2017-03-07 1:54 GMT+01:00 V <viswesh.vi...@gmail.com>:
> Hi,
>
> I am reaching out regarding a SCSI error handler issue, which we see
> in our lab systems.
>
> Environment: Ubuntu 4.4.0-31-generic
>
> Issue: Write IOs are getting stuck in our system randomly. All drives
> seen with the issue are all SATA drives.
> Root cause: SCSI error handler is not woken up (or) it is up, but not
> able to flush commands and hence the IOs get stuck. (as the requests
> are not flushed out and host is not restarted)
>
> We have 6 instances seen till now.
>
> This is what we see.
> 1) As part of testing our drives, we start lot of read/writes, along
> with some user space utilities running to check the drive health.
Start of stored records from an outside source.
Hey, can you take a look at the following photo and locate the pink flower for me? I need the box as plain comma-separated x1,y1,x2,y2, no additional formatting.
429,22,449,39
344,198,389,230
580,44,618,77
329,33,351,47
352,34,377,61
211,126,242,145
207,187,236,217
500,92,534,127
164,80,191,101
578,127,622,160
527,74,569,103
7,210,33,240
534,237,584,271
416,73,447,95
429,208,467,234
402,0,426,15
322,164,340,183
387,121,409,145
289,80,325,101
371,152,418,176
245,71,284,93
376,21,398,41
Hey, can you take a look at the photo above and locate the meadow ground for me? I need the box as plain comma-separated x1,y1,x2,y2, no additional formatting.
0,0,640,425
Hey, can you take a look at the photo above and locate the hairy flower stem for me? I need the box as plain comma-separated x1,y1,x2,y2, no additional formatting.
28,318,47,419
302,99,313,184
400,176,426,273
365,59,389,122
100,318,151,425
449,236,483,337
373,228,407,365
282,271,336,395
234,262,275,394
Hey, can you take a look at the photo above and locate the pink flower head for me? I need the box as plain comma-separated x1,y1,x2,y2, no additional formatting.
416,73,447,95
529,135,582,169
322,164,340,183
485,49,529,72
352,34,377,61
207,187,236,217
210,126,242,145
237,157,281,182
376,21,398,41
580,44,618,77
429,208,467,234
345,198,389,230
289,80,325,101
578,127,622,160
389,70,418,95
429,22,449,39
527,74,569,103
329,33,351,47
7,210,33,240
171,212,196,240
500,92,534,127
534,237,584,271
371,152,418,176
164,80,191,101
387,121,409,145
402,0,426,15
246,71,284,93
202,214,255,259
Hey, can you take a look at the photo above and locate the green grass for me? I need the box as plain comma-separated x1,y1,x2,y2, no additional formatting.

> 1) In our recent testing, we see lot of commands going through the
> "abort scheduled" path. And we see that in between, for one of the
> commands, the error handler is not woken up, and majority of
> processes, which were writing, gets stalled.
> 2) We are still trying to figure out what is causing this much number
> of abort? Is it usual? Are there some other debugs, which I could
> enable to get more information? We know these are user space commands
> which are being aborted, but not sure which exact command it is for
> now.
> 3) I see the "abort scheduled" messages in almost all drives in all
> systems, hence i dont believe it is a drive issue.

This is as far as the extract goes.